Перед обедом митрополит Корнилий благословил пищу. Царь, садясь за стол после молитвы, радостно вспомнил:
— День-то нынче какой! На четвертое июня приходится святитель Митрофан, патриарх Константинопольский. Первый из константинопольских патриархов. Бог ему за праведность послал сто семнадцать лет жизни.
— Жизнь была иная! — сказал Никита Иванович, недовольно возя ложкой в оловянной тарелке: щей не терпел, но у царя в гостях и редька слаще пряника.
— Что мы знаем про чужую жизнь? — не согласился государь. — Отец Митрофана епископ Дометий приходился римскому императору родным братом.
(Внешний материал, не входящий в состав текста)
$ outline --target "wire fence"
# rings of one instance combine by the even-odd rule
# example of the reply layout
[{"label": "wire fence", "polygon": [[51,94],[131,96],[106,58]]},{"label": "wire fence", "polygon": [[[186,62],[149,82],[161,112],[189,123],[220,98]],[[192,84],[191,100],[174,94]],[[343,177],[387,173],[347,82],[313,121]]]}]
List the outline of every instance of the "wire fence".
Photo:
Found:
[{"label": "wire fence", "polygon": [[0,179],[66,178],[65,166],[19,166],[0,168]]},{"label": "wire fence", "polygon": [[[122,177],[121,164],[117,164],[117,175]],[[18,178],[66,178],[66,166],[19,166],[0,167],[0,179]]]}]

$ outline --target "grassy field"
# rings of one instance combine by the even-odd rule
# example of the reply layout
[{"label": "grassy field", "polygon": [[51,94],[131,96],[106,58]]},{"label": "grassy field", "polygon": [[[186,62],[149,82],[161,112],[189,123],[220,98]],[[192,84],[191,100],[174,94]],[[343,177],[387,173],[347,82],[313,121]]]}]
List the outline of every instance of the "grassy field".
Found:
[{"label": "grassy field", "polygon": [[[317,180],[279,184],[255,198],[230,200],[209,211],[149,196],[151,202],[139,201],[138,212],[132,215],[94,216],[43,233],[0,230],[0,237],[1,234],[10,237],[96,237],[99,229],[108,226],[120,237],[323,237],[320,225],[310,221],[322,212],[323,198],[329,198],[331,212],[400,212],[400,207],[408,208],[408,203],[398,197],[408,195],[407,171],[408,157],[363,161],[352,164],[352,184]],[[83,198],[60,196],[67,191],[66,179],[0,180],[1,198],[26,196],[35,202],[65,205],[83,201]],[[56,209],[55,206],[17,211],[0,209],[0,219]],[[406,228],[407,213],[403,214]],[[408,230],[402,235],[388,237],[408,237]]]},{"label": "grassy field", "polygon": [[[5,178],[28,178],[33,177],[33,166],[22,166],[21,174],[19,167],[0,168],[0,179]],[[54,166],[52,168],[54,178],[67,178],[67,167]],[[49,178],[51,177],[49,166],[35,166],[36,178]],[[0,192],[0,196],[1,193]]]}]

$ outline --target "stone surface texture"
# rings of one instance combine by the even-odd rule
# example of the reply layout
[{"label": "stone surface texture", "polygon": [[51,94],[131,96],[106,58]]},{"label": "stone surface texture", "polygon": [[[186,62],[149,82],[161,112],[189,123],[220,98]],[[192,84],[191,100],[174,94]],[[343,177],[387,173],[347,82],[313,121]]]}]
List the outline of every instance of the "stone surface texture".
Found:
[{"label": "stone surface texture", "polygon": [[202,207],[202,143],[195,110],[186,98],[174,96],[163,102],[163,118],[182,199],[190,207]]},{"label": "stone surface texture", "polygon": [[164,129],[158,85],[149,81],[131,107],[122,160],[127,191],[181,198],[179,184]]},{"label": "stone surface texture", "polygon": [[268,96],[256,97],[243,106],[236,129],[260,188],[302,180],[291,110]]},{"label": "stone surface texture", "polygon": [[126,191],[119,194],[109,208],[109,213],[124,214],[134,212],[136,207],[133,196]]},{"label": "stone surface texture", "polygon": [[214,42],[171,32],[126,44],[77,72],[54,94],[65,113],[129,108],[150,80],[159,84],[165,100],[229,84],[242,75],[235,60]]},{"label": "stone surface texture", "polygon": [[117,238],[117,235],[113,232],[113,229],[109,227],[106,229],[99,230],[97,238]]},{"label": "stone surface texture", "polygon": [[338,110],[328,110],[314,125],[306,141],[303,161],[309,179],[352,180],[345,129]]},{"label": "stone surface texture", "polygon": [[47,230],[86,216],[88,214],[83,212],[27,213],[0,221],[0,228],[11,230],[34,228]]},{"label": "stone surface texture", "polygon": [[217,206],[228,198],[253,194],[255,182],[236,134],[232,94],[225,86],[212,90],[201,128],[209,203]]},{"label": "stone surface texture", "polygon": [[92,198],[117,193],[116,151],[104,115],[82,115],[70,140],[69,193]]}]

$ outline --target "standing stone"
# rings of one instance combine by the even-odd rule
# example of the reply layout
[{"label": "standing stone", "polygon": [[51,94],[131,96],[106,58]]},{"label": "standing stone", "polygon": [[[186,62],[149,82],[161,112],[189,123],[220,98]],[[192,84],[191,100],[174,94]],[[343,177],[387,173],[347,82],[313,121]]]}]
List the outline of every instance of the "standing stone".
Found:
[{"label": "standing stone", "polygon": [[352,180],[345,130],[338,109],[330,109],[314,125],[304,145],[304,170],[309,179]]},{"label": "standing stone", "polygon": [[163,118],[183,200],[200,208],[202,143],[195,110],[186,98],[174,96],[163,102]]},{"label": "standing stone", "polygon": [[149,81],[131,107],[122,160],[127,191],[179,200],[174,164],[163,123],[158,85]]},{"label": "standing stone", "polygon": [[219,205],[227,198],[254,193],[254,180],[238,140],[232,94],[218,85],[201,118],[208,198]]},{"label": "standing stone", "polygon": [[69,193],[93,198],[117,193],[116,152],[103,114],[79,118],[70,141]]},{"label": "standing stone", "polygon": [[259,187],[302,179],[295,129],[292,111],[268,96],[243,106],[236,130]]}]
Однако ж и ему, принявшему веру Христа, в Риме не было защиты, за море пришлось бежать, в Византию.
Никита Иванович, глядя куда-то над столом, с му́кой на лице торопливо выхлебал щи и откинулся спиной к стене, переводя дух. Покосился в сторону царя.
Алексей Михайлович ел неторопливо, по-крестьянски подставляя под ложку кусок хлеба.
«Где только так выучился?» — изумился про себя Никита Иванович и, не в силах сдерживать кипевшего в нем раздражения, сказал:
— У них было куда бегать. Византия — не Кострома.
За столом потишало. Глеб Иванович сообразил, что Романов ведет речи негожие. Промолчать — значит быть с царским дядюшкой заодно; с полным ртом закудахтал:
— Экося! Царев батюшка, великий государь Михаил Федорович, царство ему небесное, не бегал в Кострому, но изошел из нее. А, изыдя, укрепился в Москве. Ныне же великий наш государь, изыдя из Москвы, будет и в Смоленске и много дальше, ибо все это — русская земля.
— Ох, Морозовы! — покачал головой Никита Иванович. — Государь, кто тебе первым поклонился, помнишь?
— Помню, Никита Иванович, — сказал царь, принимаясь за гуся. — Первым был ты.
— Так могу ли царю своему, желая ему одного только добра, правду говорить?
— Изволь, Никита Иванович. Я правду жалую, ты же знаешь.
— Я-то знаю. Но не все про то знают. Помнишь ли ты, государь, как ходил под Смоленск боярин Михайло Шеин?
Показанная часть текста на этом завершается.